The Ideal Setup For On-Track Action
Lets say you have a twisted sense of humor, and delight in the ability to completely obliterate the average sports-car driver on a race track in a small-ish SUV, you could do a lot worse than a Porsche Macan. If you were going to get serious about running a Macan on a race track, I would personally choose the Macan S. Once you've checked the option box for Porsche Carbon Ceramic Brakes, you'll have fixed my number one complaint with the car (but it's an on-track complaint only). Make sure you also get the optional 20" wheels with Michelin Latitude Sport summer tires (they're such a killer sporty SUV tire, and they likely had a lot to do with the Macan's opinion altering performance). Don't forget to check the box for PASM, and if you're really serious about dual-use for your Macan, just go ahead and get the air suspension. While you're at it, get the Torque Vectoring as well. Oh, and don't forget the Sport Chrono package, as it includes the absolutely insane launch control that allows the S to move to 60 in 5 seconds flat (and the Turbo does the same in 4.4).
Why Did I Choose The S Over The Turbo?
Well, I'm not sure I can be convinced that 60 horsepower is worth over 22,000 dollars.
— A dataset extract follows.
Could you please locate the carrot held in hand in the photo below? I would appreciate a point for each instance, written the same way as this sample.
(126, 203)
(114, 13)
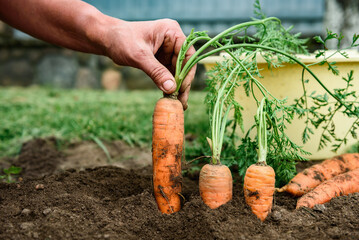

Outside of that power difference, and some exterior visual cues, the Macan S can be fitted with the exact same options that the Turbo can. Granted, the Turbo comes with a few more items standard, the S can still be a righteously quick car for street or track. Besides, with that extra $22,000, you could probably buy a very nice 944/968 or first generation Boxster dedicated track car with a whole trailer load of spares to haul around with your brand new Macan. Really, that's the best option if you ask me.
At the end of the day, I was forced to conclude that maybe the Macan does share some DNA with some of Porsche's greatest sports cars. The new car certainly does surprise in its capabilities. Go give one a drive, you'll see what I mean.